Après un début de mai pluvieux, la France bascule en quelques jours d’un temps frais et perturbé vers une chaleur presque estivale. Paris pourrait atteindre 30°C vendredi, tandis que le Sud-Ouest devrait voir des pointes jusqu’à 35°C, dans un épisode de dôme de chaleur qui fera de la fin de semaine la période la plus chaude et la plus lumineuse à l’échelle nationale.
Le changement est déjà engagé. Selon La Chaîne Météo, il s’explique par une circulation atmosphérique particulièrement dynamique: les basses pressions qui maintenaient le temps agité vont peu à peu se décaler vers l’Europe du Nord, pendant que l’anticyclone des Açores regonfle vers la France et l’Europe occidentale. Ce basculement ouvre la voie à un flux de sud à sud-ouest qui favorise la remontée d’air chaud en provenance de la péninsule ibérique.

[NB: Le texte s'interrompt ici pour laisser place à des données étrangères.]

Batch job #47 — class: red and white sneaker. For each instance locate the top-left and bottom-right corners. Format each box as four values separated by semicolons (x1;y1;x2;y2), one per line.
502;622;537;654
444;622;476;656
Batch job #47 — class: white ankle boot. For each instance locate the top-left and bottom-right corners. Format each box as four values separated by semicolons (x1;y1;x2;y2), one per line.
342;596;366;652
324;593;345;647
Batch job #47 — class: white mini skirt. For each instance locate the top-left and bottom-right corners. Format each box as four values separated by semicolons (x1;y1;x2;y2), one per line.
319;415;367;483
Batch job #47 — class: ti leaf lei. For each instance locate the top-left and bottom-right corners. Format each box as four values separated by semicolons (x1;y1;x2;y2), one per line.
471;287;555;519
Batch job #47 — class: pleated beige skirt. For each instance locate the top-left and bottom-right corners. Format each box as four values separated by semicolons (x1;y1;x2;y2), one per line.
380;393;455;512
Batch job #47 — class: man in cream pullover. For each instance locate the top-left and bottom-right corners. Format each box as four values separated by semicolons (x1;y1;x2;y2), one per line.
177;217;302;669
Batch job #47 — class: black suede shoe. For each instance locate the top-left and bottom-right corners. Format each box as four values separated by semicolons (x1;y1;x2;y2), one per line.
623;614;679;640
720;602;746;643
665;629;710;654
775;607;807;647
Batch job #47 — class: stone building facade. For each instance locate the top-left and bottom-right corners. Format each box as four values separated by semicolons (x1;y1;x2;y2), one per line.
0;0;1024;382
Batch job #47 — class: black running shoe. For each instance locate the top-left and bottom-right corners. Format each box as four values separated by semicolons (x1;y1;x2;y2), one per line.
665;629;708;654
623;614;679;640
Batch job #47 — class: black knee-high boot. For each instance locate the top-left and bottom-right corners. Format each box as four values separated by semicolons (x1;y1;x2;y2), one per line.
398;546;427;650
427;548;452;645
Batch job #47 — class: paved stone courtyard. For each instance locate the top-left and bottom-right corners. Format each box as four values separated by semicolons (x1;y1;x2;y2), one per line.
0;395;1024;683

Dès ce mercredi, les conditions s’améliorent nettement avec un temps plus stable, sec et globalement ensoleillé sur une grande partie du pays. Jeudi, l’ensoleillement généralisé et la hausse des températures seront encore plus ressentis, avant un pic attendu vendredi. Ce jour-là, l’écart aux normales pourrait atteindre par endroits +8 à +12°C, avec des pointes localisées jusqu’à +15°C. Les températures, parfois 5 à 8°C sous les normales ce week-end, sont repassées dans les normales dès ce mardi et basculeront durablement au-dessus des normales à partir de mercredi.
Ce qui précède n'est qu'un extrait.